Plaintiffs lawyer Robert Joseph Ratiner was sanctioned for his videotaped conduct at a May 2007 deposition with DuPont lawyers in a case alleging crop harm from the fungicide Benlate, the Daily Business Review reports. The court’s deposition requirements are in addition to a 60-day suspension and a requirement that Ratiner receive mental health counseling and write letters of apology to those at a deposition.

A referee in the case found that Ratiner’s outburst followed the opposing counsel’s attempt to stick an exhibit sticker on Ratiner’s laptop, according to the supreme court opinion (PDF).

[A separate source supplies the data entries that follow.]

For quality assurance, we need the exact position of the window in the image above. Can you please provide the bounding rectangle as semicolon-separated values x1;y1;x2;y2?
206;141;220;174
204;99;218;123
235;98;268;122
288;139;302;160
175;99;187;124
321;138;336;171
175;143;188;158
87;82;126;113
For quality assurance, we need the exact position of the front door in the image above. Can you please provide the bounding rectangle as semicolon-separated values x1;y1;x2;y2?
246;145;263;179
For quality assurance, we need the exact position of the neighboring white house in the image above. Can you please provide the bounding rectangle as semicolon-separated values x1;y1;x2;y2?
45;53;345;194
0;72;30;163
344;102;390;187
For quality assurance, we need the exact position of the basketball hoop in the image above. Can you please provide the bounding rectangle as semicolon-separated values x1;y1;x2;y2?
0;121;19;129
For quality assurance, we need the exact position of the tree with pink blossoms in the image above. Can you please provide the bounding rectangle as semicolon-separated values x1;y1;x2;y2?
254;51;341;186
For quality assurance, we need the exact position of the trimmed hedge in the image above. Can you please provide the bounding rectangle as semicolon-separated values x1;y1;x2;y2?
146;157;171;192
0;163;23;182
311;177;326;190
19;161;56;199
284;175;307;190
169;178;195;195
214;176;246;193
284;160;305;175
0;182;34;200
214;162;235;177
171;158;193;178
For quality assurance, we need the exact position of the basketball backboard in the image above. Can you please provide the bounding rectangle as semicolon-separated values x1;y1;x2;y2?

Ratiner briefly touched the opposing counsel’s hand, then attempted to run around the table toward him, the referee found.

According to the referee’s findings of fact, Ratiner “then proceeded to forcefully lean over the deposition table, lambast [opposing counsel] in a tirade while proceeding to tear up the evidence sticker, wad it up and flick or toss it in the direction of [opposing counsel].”

Ratiner’s own consultant told him to take a Xanax, and the court reporter protested, “I can’t work like this!”

The Florida Supreme Court called Ratiner’s conduct “an embarrassment to all members of the Florida Bar.”

“The referee has suggested and we agree that members of the bar and law students could view the video recording of the laptop incident in the context of a course on professionalism as a glaring example of how not to conduct oneself in a legal proceeding,” the court said.